NLTK是构建Python程序以处理人类语言数据的领先平台。它为50多个语料库和词汇资源(如WordNet)提供了易于使用的界面,以及一套用于分类、标记化、词干、标记、解析和语义推理的文本处理库,工业级NLP库的包装器,以及一个活跃的讨论论坛。
Thanks to a hands-on guide introducing programming fundamentals alongside topics in computational linguistics, plus comprehensive API documentation, NLTK is suitable for linguists, engineers, students, educators, researchers, and industry users alike. NLTK is available for Windows, Mac OS X, and Linux. Best of all, NLTK is a free, open source, community-driven project.
得益于一本介绍编程基础知识和计算语言学主题的实践指南,以及全面的API文档,NLTK适合语言学家、工程师、学生、教育工作者、研究人员和行业用户。NLTK可用于Windows、Mac OS X和Linux。最棒的是,NLTK是一个免费的、开源的、社区驱动的项目。
NLTK has been called “a wonderful tool for teaching, and working in, computational linguistics using Python,” and “an amazing library to play with natural language.”
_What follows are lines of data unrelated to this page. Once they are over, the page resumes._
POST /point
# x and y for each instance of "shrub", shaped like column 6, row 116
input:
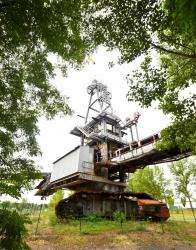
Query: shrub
column 12, row 230
column 93, row 217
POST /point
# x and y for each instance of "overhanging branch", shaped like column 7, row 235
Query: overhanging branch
column 188, row 56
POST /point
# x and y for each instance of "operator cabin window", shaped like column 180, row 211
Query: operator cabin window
column 109, row 128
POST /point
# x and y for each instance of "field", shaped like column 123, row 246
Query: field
column 95, row 233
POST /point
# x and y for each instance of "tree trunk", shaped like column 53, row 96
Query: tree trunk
column 190, row 202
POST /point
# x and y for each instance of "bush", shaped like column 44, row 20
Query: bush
column 12, row 230
column 93, row 217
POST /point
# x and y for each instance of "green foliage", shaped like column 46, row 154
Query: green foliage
column 31, row 33
column 12, row 230
column 151, row 181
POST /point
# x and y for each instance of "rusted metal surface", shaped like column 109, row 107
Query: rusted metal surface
column 137, row 205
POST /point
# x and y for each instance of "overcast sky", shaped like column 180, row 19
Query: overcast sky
column 55, row 139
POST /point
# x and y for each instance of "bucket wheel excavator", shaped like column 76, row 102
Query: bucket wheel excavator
column 97, row 170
NLTK被称为“使用Python教授和研究计算语言学的绝佳工具”,以及“使用自然语言的惊人库”
Natural Language Processing with Python provides a practical introduction to programming for language processing. Written by the creators of NLTK, it guides the reader through the fundamentals of writing Python programs, working with corpora, categorizing text, analyzing linguistic structure, and more. The online version of the book has been been updated for Python 3 and NLTK 3. (The original Python 2 version is still available at https://www.nltk.org/book_1ed.)
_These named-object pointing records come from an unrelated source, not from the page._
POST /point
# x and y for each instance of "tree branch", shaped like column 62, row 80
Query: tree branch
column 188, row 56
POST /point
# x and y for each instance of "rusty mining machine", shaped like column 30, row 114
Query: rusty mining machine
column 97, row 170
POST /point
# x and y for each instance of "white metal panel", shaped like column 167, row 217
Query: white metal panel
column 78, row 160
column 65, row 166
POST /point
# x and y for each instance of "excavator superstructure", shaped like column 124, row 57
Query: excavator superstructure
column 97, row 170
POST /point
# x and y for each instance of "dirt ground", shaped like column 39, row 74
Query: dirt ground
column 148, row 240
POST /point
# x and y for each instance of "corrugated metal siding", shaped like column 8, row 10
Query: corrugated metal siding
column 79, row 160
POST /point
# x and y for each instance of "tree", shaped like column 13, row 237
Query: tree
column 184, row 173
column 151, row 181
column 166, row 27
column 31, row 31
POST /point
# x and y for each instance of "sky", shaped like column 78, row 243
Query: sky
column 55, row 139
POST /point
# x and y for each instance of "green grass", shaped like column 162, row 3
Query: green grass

Python的自然语言处理提供了语言处理编程的实用介绍。它由NLTK的创建者编写,引导读者了解编写Python程序、使用语料库、对文本进行分类、分析语言结构等的基本知识。这本书的在线版本已经针对Python3和NLTK3进行了更新。(Python 2的原始版本仍在https://www.nltk.org/book_1ed.)
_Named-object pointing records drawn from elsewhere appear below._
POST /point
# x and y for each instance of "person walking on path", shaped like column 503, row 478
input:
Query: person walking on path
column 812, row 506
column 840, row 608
Some simple things you can do with NLTK
Tokenize and tag some text:
>>> import nltk >>> sentence = """At eight o'clock on Thursday morning ... Arthur didn't feel very good.""" >>> tokens = nltk.word_tokenize(sentence) >>> tokens ['At', 'eight', "o'clock", 'on', 'Thursday', 'morning', 'Arthur', 'did', "n't", 'feel', 'very', 'good', '.'] >>> tagged = nltk.pos_tag(tokens) >>> tagged[0:6] [('At', 'IN'), ('eight', 'CD'), ("o'clock", 'JJ'), ('on', 'IN'), ('Thursday', 'NNP'), ('morning', 'NN')]
Identify named entities:
>>> entities = nltk.chunk.ne_chunk(tagged) >>> entities Tree('S', [('At', 'IN'), ('eight', 'CD'), ("o'clock", 'JJ'), ('on', 'IN'), ('Thursday', 'NNP'), ('morning', 'NN'), Tree('PERSON', [('Arthur', 'NNP')]), ('did', 'VBD'), ("n't", 'RB'), ('feel', 'VB'), ('very', 'RB'), ('good', 'JJ'), ('.', '.')])
Display a parse tree:
>>> from nltk.corpus import treebank >>> t = treebank.parsed_sents('wsj_0001.mrg')[0] >>> t.draw()
NB. If you publish work that uses NLTK, please cite the NLTK book as follows:
Bird, Steven, Edward Loper and Ewan Klein (2009), Natural Language Processing with Python. O’Reilly Media Inc.